Qualsiasi destinazione, paese e cultura mi trasforma

Written by SV
16. 10. 2017 · 3 min read

Del viaggio ama praticamente tutto: l’emozione di vedere cose nuove, scoprire nuove culture, provare piatti tipici… Il pianificatore di viaggi e vacanze Sygic Travel ha posto ad Anna qualche domanda…

Come ti descriveresti in 5 frasi?
Mi chiamo Anna e la cosa che più preferisco fare è andare nei luoghi in cui ancora non sono stata. Lo scorso anno ho aperto un blog per condividere la mia storia e per connettermi con altre persone come me in giro per il mondo. Il mio sogno è quello di visitare ogni angolo del pianeta o, almeno, ci provo.

Quando è stato il momento in cui hai deciso di diventare una viaggiatrice?
Nel momento in cui i miei genitori mi hanno portato con loro al mio primo viaggio all’estero. Avevo 9 anni e siamo andati a sciare in Polonia. Da allora ho realizzato che il mondo è troppo grande per rimanere a casa e viaggiare il più possibile è diventato il mio sogno.

Qual è il tuo più grande successo personale?
Mi piace pensare che deve ancora arrivare. Per me la vita è una crescita personale e il viaggio è stato finora una parte importante in questo processo. Ogni destinazione, paese e cultura mi trasforma. Chi può sapere quale sarà il mio più grande successo in futuro?

Cos’è che ami di più del viaggio?
Praticamente tutto: l’emozione di vedere cose nuove, scoprire nuove culture, provare piatti tipici, conoscere persone interessanti e fare amicizie ovunque. Per me, viaggiare è l’esperienza che più ti apre gli occhi e che ti trasforma. Inoltre, adoro come tutti i luoghi che ho visitato finora abbiano arricchito la mia vita e come in qualche modo mi abbiano fatto diventare una persona migliore.

Cos’è invece che non ti piace del viaggio?
Il tempo che si perde nell’attesa, come quelle 2-3 ore prima di prendere l’aereo o mentre devi fare la fila per comprare i biglietti.

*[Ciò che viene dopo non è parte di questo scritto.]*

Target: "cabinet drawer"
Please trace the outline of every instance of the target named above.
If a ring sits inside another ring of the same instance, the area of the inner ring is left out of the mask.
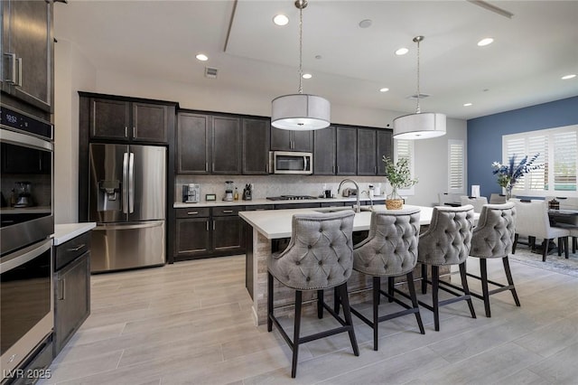
[[[54,270],[58,271],[90,249],[90,231],[56,247]]]
[[[210,215],[210,209],[208,207],[188,207],[186,209],[177,209],[177,218],[201,218]]]
[[[213,216],[214,217],[224,217],[224,216],[233,216],[238,215],[238,211],[244,211],[245,206],[222,206],[222,207],[213,207]]]

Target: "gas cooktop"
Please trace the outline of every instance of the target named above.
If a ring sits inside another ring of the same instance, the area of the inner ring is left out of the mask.
[[[304,199],[317,199],[317,197],[311,195],[281,195],[281,196],[268,196],[268,201],[299,201]]]

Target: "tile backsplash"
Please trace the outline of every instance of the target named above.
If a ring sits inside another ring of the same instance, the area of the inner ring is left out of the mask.
[[[199,183],[200,185],[201,201],[205,200],[205,194],[214,193],[217,201],[221,201],[225,194],[225,181],[233,181],[240,196],[247,183],[253,183],[253,199],[265,199],[268,196],[279,195],[312,195],[319,196],[323,191],[323,186],[331,190],[331,194],[337,195],[337,188],[340,183],[348,176],[340,175],[187,175],[178,174],[175,177],[174,202],[182,202],[182,185],[188,183]],[[351,176],[359,185],[360,198],[368,197],[368,185],[381,183],[382,193],[388,186],[384,176]],[[351,183],[345,183],[343,187],[355,188]]]

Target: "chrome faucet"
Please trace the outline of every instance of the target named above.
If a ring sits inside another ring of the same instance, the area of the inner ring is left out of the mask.
[[[359,192],[359,192],[359,185],[357,183],[357,182],[355,182],[353,179],[343,179],[341,181],[341,183],[340,183],[340,186],[337,188],[337,193],[338,194],[340,193],[340,192],[341,191],[341,186],[346,182],[350,182],[353,184],[355,184],[355,189],[357,190],[356,197],[358,199],[358,205],[355,207],[355,212],[360,212],[361,211],[361,205],[359,204]]]

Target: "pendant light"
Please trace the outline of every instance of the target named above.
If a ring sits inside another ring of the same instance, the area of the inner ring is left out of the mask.
[[[299,9],[299,93],[275,98],[271,102],[271,125],[277,128],[306,131],[329,127],[329,100],[315,95],[303,94],[303,8],[307,0],[296,0]]]
[[[421,112],[419,108],[419,43],[424,36],[415,36],[417,42],[417,107],[415,114],[394,119],[395,139],[427,139],[445,135],[445,115],[435,112]]]

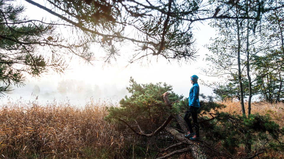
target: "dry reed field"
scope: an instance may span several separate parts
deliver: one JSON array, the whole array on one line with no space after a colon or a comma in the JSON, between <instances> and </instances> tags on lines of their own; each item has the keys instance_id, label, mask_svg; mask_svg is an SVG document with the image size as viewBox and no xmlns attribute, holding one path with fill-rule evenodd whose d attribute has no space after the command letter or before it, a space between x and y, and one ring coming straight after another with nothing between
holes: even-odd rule
<instances>
[{"instance_id":1,"label":"dry reed field","mask_svg":"<svg viewBox=\"0 0 284 159\"><path fill-rule=\"evenodd\" d=\"M123 137L103 120L109 104L9 102L0 108L0 158L122 158Z\"/></svg>"},{"instance_id":2,"label":"dry reed field","mask_svg":"<svg viewBox=\"0 0 284 159\"><path fill-rule=\"evenodd\" d=\"M223 111L232 113L235 112L239 115L241 115L241 109L238 102L228 100L222 102L221 104L227 106L222 110ZM247 103L245 103L245 107L246 113L247 113ZM251 103L251 114L258 113L261 115L268 114L280 127L284 126L284 103L253 102Z\"/></svg>"},{"instance_id":3,"label":"dry reed field","mask_svg":"<svg viewBox=\"0 0 284 159\"><path fill-rule=\"evenodd\" d=\"M222 104L227 106L223 111L241 114L238 102ZM131 143L119 132L117 124L103 120L106 108L112 105L92 100L80 108L68 101L54 101L44 105L36 101L8 102L0 107L0 158L127 158L126 150ZM282 103L254 102L252 113L269 113L283 126L283 109ZM267 158L264 158L283 156L273 151L262 155Z\"/></svg>"}]
</instances>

Qual è il luogo comune più sbagliato sull’essere viaggiatori a tempo pieno?
La gente pensa che sia qualcosa di lontano dalla realtà e difficile da raggiungere. Tutto dipende invece da quanta voglia si ha veramente di viaggiare e di vedere il mondo e se si è pronti a uscire dalla propria zona di comfort.

Qual è la sfida più grande da affrontare in una vita completamente dedita al viaggio o a uno stile nomade?
Andarsene. Ti affezioni alla gente che conosci e ai luoghi che visiti. È come lasciare un pezzo di cuore ovunque tu vada e non ti sentirai mai di nuovo completamente a casa, indipendentemente dal fatto che tu ti stabilisca in qualche luogo o meno.

Qual è il modo migliore per vivere appieno l’esperienza di una cultura straniera?
Fare amicizia con la gente del posto e visitare luoghi fuori dai sentieri turistici.

Quali sono le cinque cose di cui non puoi fare a meno durante i tuoi viaggi?
La fotocamera, gli auricolari e la mia playlist musicale, un buon libro, un adattatore universale per prese elettriche e scarpe comode.

Quali sono ora le destinazioni in cima alla tua lista?
L’Alaska e il Tibet.

Se avessi un budget illimitato per 24 ore, quale sarebbe il tuo itinerario di viaggio?
Andrei in uno dei luoghi nella mia lista, probabilmente in Tibet.

Se dovessi decidere oggi, in quale paese sceglieresti di passare il tuo tempo da pensionata?
La Spagna.

Qual è il paese o il luogo più sopravvalutato in cui sei stata?
La Walk of Fame a Hollywood.

Qual è invece il paese o il luogo più sottovalutato in cui sei stata?
San Pietroburgo e, in generale, la Russia.